Only two such monographs have fully survived from the Middle Ages to the present, both originating in Sephardic Jewish culture and both written in Hebrew. The first, called Treatise against the Muslim, was written by rabbi Solomon ibn Adret, and the second, entitled Bow and Shield, was authored by rabbi Shimʿon b. Ṣemaḥ Duran.
The present work is a commented Czech translation of these two short texts.
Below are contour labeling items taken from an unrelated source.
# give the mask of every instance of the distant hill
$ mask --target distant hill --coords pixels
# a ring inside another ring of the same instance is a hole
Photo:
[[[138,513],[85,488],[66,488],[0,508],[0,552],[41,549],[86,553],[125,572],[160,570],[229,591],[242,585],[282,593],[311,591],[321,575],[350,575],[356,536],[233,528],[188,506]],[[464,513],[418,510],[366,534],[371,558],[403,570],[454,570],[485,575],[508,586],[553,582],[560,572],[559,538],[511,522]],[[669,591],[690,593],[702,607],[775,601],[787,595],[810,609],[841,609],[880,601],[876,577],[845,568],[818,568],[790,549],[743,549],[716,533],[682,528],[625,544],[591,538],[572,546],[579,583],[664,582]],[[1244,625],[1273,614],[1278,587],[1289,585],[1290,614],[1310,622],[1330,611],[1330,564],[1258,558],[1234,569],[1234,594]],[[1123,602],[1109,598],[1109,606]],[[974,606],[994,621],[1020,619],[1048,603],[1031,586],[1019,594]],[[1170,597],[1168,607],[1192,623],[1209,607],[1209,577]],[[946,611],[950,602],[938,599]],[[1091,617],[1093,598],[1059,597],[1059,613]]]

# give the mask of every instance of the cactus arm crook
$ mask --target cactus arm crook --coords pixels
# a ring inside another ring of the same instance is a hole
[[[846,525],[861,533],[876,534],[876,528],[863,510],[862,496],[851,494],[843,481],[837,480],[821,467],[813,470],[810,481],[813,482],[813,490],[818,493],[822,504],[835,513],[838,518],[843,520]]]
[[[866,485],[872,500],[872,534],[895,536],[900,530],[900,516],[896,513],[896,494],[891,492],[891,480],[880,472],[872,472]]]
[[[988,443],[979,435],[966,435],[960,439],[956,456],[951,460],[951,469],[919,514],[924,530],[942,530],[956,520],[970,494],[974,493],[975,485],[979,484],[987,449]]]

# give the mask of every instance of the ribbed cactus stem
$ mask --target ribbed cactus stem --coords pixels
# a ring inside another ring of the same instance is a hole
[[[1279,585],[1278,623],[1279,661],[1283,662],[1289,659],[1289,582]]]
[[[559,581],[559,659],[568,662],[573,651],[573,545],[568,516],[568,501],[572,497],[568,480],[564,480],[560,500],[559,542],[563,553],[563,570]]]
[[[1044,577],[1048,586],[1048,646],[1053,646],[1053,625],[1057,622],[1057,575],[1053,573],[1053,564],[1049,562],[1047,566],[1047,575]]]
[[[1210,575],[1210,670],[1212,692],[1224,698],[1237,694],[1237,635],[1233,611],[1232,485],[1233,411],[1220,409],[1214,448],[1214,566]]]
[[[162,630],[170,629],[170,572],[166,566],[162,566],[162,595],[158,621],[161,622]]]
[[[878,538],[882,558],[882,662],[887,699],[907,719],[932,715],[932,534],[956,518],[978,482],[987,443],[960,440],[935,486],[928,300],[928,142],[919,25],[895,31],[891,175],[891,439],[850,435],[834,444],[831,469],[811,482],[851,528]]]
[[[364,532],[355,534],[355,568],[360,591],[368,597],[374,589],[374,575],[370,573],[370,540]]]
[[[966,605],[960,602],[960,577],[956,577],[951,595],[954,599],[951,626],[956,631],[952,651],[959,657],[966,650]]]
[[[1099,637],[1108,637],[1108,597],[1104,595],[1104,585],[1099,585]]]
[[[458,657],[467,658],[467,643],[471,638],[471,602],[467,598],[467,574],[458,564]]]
Rabbi Solomon ben Abraham ibn Adret (Rashba, ca. 1233-ca. 1310) was one of the foremost Jewish scholars and religious leaders of the High Middle Ages.
Late in his career, Ibn Adret authored Maʾamar ʿal Yishmaʾel, the Treatise against the Muslim, which is a direct response to the anti-Jewish polemic of Ibn Hazmʼs Book of Opinions on Religions, Sects and Heresies, written in the 1030s. Similarly, a specific Spanish background can be assumed for the second anti-Islamic polemic translated in the present work.
Its author, Shimʿon b. Ṣemaḥ Duran (Rashbaṣ, 1361-1444), fled his native Majorca after the 1391 anti-Jewish riots and went to Muslim Algiers, where he served as chief rabbi from 1408. That Duranʼs refutation of Islam is rooted in the Christian-Jewish polemic can be discerned from the fact that he wrote a dual polemic against Christianity and Islam as part of his commentary of the Mishnaic tractate Avot called Magen avot.
The polemical tract bears the title Qeshet u-magen (Bow and Shield).